A Week Unplugged

Senior Summer Vaughn decided to take a week long break from social media, and over this time she learned things about herself and society.


Jordan Hamrick

Teens between the ages of 15 to 18 spend just under eight hours on social media a day, according to washingtonpost.com.


or one week, I made the choice to delete all social media off my phone. This included Snapchat, Instagram and Twitter. While I felt bad leaving my followers alone for a week, I wanted to see if it would have effects on me.

I took note of how often I used my phone. My average phone use per day was about fours hours and three minutes with weekly use of 28 hours 23 minutes. That adds up to more than a day, every week. I was curious to see how much the student’s here used their phones. 12 percent spend under two hours, 67 percent of students spend around three to six hours and 19 percent spend seven or more hours.

The very first day I wanted to engage with the people around me more. I would sit down at a table of friends or turn around in a class and they would all be preoccupied with their phones. I would feel like I was interrupting them, but without my own distraction, I felt like I had more to say. I did not tweet when there was something quirky I thought of or Snapchat my friends when something funny happened, I would just talk to the people around me. I even spent time getting to know people I had had classes with before but never have gotten to know well.

More meaningful social interaction is a benefit from social media fasts according to odyssey.com. In the age of media, we tend to have a longing to make as many connections as we can but we forget to nurture and develop the friendships we already have. Ironically, for the age of communications, personal conversations are becoming harder and harder for us to keep. We have forgotten how to function outside of the small world we create with our phones.

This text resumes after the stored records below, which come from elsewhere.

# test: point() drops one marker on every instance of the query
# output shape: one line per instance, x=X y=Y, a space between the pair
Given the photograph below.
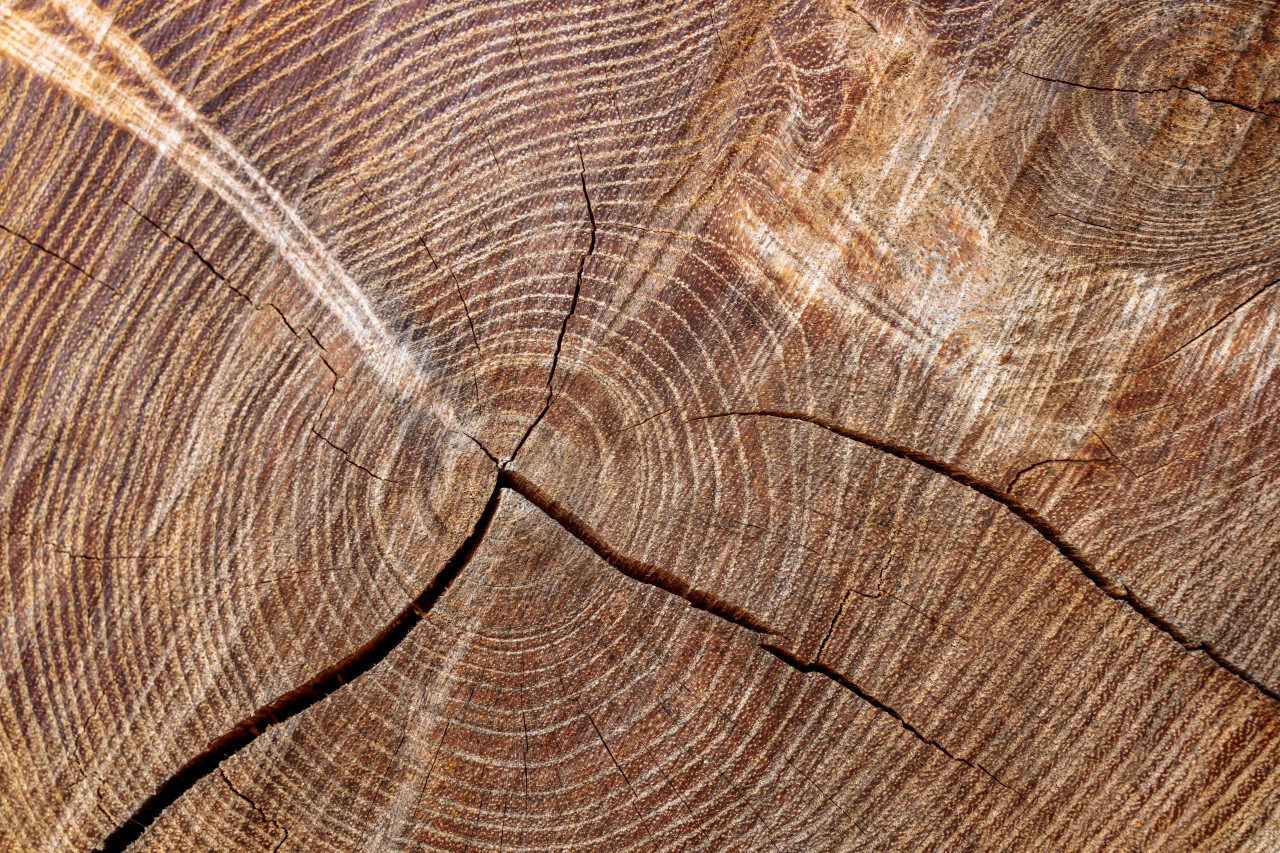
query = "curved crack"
x=1110 y=587
x=718 y=607
x=376 y=649
x=822 y=669
x=302 y=697
x=572 y=308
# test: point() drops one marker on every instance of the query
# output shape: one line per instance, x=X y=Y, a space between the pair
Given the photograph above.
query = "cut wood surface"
x=653 y=425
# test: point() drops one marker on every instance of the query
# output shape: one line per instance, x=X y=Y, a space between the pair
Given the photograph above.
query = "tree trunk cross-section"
x=594 y=425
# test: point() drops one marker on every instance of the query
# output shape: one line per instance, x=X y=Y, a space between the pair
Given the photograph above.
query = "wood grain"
x=639 y=425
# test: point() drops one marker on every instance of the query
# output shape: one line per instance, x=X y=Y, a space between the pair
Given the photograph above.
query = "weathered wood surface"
x=667 y=425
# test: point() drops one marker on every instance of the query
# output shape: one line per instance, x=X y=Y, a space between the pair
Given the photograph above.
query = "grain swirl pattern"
x=668 y=425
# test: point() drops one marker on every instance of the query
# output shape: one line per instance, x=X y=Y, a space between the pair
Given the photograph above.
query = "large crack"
x=636 y=570
x=676 y=585
x=568 y=315
x=301 y=698
x=1111 y=587
x=373 y=652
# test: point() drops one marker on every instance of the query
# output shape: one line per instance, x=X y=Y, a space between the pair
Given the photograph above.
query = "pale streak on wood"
x=149 y=106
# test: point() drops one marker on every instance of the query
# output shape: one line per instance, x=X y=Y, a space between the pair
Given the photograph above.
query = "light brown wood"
x=599 y=427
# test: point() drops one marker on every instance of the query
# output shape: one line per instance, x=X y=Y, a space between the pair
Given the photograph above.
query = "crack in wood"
x=298 y=699
x=572 y=308
x=1111 y=587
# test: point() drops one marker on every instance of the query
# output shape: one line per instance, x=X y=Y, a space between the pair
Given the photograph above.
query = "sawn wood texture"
x=654 y=425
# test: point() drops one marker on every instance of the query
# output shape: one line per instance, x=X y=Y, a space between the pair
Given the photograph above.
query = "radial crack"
x=822 y=669
x=572 y=308
x=1110 y=587
x=298 y=699
x=634 y=569
x=713 y=605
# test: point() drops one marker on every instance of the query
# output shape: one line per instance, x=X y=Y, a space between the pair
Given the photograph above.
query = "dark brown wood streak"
x=639 y=425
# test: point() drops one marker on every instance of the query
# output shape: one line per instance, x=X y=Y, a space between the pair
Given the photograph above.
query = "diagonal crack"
x=636 y=570
x=677 y=585
x=376 y=649
x=49 y=251
x=1111 y=587
x=302 y=697
x=822 y=669
x=259 y=810
x=572 y=308
x=1217 y=322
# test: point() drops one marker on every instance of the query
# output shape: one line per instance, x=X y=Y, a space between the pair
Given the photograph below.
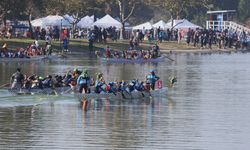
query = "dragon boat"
x=126 y=60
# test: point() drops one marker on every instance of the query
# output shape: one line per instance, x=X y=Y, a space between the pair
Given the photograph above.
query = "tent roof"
x=50 y=21
x=107 y=21
x=146 y=26
x=161 y=24
x=85 y=22
x=183 y=24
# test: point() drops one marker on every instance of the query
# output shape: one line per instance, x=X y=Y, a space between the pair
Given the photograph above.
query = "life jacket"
x=151 y=79
x=84 y=79
x=18 y=77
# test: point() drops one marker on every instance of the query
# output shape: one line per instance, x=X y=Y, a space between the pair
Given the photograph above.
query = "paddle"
x=5 y=85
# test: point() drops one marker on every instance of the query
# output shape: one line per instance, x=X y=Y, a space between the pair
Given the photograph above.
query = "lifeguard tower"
x=224 y=19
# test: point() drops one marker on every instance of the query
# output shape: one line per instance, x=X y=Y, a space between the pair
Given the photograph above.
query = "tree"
x=125 y=9
x=77 y=9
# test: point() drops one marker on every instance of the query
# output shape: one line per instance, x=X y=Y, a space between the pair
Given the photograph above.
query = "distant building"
x=219 y=20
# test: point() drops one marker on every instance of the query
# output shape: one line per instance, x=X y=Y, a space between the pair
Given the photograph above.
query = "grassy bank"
x=78 y=45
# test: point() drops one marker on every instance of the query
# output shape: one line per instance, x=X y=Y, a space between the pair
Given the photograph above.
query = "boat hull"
x=123 y=60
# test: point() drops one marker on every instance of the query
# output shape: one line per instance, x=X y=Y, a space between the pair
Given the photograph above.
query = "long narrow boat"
x=123 y=95
x=139 y=60
x=38 y=91
x=64 y=91
x=35 y=58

The second day of the challenge there was a huge snowstorm, almost trapping us inside, or at least making the outside world seem a little less appealing. On a normal day like this I would be checking social media every few minutes, probably bored out of my mind, however, I could not do that this time. I had woken up about 6:30 a.m., which is early for me on a weekend, but I felt incredibly rested. According to odyssey.com, phones give off blue light and make it difficult for one to fall asleep. I had not checked my phone before getting into bed and the results paid off in just one night.

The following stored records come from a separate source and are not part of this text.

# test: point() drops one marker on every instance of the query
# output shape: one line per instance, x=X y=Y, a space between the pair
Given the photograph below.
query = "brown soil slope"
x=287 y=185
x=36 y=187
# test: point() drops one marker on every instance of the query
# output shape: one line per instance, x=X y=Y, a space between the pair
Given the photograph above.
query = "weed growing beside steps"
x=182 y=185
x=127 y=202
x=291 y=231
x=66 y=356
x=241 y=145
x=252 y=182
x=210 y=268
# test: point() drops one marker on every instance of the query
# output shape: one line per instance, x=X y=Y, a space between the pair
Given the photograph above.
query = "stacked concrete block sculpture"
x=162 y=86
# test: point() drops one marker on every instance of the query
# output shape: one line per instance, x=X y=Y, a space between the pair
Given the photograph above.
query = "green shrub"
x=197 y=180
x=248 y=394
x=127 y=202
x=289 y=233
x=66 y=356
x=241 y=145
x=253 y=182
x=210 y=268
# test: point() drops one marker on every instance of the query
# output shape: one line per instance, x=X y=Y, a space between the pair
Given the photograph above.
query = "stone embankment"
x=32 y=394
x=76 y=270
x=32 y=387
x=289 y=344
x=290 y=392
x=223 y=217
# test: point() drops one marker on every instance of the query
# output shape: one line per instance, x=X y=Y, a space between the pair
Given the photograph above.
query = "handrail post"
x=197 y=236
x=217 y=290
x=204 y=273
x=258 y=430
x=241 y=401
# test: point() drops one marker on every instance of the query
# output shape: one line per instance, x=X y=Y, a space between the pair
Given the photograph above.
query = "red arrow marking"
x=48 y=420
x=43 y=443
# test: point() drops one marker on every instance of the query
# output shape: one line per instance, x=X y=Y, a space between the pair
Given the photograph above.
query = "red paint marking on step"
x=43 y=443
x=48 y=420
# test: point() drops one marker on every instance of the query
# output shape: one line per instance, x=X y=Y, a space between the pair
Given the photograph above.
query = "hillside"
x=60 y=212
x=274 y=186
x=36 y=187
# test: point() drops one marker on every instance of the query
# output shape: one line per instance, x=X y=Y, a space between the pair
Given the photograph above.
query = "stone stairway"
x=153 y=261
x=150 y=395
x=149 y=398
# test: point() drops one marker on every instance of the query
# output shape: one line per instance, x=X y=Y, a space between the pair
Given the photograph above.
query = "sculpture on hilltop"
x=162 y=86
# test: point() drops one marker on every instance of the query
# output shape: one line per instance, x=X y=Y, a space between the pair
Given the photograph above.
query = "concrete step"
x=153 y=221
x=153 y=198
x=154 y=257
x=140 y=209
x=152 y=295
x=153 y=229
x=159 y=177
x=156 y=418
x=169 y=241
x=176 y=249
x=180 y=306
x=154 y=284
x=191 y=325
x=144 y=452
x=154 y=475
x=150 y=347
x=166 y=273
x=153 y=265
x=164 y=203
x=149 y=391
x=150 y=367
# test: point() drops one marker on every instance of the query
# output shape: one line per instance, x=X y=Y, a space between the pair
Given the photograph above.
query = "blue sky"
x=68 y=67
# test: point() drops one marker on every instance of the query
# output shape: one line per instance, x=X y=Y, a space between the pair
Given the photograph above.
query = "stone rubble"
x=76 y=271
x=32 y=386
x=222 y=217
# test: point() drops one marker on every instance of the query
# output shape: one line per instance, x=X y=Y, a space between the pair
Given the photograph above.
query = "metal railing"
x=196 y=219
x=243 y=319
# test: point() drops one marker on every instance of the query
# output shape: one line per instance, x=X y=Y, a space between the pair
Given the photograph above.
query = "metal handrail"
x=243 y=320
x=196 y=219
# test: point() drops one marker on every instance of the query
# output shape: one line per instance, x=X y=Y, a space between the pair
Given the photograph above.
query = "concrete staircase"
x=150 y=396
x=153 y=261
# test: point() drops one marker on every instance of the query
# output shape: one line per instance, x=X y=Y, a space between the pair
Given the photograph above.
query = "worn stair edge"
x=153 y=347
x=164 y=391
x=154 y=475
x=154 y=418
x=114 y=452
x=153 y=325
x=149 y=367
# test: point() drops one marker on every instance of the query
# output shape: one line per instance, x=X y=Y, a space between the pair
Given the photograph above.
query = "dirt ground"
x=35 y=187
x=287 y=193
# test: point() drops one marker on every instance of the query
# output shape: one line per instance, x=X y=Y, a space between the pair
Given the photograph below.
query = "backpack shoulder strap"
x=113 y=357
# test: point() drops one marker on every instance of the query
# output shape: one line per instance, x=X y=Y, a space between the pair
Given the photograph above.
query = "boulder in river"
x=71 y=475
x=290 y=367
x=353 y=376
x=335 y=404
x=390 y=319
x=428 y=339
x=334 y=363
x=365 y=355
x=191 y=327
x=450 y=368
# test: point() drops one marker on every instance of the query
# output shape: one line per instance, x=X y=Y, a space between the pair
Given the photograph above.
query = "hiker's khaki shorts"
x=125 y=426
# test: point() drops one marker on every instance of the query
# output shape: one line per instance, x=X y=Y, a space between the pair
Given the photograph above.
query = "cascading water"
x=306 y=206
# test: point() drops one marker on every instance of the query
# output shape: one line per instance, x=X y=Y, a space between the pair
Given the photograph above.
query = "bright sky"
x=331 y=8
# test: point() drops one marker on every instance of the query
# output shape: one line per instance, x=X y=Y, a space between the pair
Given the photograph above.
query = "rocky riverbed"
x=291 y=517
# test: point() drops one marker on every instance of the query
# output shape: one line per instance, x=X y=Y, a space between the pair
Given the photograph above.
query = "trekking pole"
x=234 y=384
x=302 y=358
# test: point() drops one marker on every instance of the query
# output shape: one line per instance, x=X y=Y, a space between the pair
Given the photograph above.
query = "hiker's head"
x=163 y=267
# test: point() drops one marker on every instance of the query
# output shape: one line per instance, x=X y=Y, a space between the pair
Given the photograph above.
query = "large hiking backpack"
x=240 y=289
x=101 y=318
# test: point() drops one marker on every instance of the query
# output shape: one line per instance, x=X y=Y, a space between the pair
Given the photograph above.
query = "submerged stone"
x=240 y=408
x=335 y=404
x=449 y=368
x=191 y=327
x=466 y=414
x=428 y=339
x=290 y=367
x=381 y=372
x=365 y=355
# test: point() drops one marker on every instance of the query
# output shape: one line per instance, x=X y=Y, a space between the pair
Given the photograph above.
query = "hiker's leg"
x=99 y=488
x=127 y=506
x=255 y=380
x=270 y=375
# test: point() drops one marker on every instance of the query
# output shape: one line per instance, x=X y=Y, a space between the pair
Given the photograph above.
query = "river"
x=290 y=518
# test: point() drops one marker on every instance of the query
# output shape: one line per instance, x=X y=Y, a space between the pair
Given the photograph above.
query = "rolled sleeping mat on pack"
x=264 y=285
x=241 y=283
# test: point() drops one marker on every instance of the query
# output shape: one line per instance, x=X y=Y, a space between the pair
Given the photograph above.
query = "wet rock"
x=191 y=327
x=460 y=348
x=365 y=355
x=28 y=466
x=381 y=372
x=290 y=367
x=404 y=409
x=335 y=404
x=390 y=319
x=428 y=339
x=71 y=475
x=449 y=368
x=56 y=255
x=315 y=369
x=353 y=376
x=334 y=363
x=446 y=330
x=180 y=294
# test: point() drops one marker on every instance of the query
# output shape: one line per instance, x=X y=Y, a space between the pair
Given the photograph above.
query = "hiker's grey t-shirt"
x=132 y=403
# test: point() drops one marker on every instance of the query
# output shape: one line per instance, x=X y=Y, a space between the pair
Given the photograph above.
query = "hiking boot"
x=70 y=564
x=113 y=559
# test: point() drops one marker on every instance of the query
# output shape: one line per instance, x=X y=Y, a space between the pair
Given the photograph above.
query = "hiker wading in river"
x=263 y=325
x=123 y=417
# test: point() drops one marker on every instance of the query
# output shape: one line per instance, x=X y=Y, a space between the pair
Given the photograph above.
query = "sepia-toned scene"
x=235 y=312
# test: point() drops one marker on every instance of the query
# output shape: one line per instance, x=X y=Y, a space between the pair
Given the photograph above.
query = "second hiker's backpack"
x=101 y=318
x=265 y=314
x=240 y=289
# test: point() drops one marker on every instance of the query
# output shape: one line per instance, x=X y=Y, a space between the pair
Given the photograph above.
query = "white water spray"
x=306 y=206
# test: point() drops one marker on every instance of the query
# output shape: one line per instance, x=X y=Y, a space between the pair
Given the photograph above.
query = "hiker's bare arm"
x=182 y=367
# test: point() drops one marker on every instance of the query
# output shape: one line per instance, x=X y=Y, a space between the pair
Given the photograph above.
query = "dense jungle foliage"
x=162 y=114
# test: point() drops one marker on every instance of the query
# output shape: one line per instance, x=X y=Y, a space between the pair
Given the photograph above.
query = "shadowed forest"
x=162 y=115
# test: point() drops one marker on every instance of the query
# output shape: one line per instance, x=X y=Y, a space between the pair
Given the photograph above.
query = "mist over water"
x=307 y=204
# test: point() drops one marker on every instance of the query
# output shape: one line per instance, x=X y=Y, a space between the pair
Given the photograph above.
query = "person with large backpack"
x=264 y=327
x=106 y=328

I even left my phone upstairs in my room when I went downstairs because I did not feel as attached to it or feel the need to have it beside me. According to health.com, the excited feeling you get every time you get a notification or a like on a post is the same compulsive feeling people get playing slot machines; the feeling is termed an irresistible feeling of unpredictability. The cellphone is the new handheld addiction.

One of the insights I have gained is that I do not long for the validation having social media gives me. Instead of constantly being concerned about what is happening or if I am missing out on something, I have been able to reflect on more important things. I am no longer associating people with their social media, their followers or posts, but instead the interactions I have had with them in person.

One day during my fast, I had about an hour I had to wait before a doctor’s appointment. I made the decision to not sit in my car and fill my head with unproductiveness but I went to a cafe, ordered myself a drink and read my book. Often times I have found myself hiding behind my phone, I use it as a shield for awkward moments. Not having that security blanket has made me feel more confident and less reliant on others to lead situations.

Social media creates pressure to look perfect and to present the idyllic life, according to childmind.org. With the images magazines, advertisements and entertainment standardize and now even with friends and classmates seeming to excel at happiness, no wonder it is so damaging to the psyche.

Social media is addictive and abusive. Taking breaks from the never-ending stream of the internet benefits you by allowing you to connect more to others and to build a better relationship with yourself. If you do not think you could last a week, I challenge you to go a day and see what amazing things you can do without being tied down.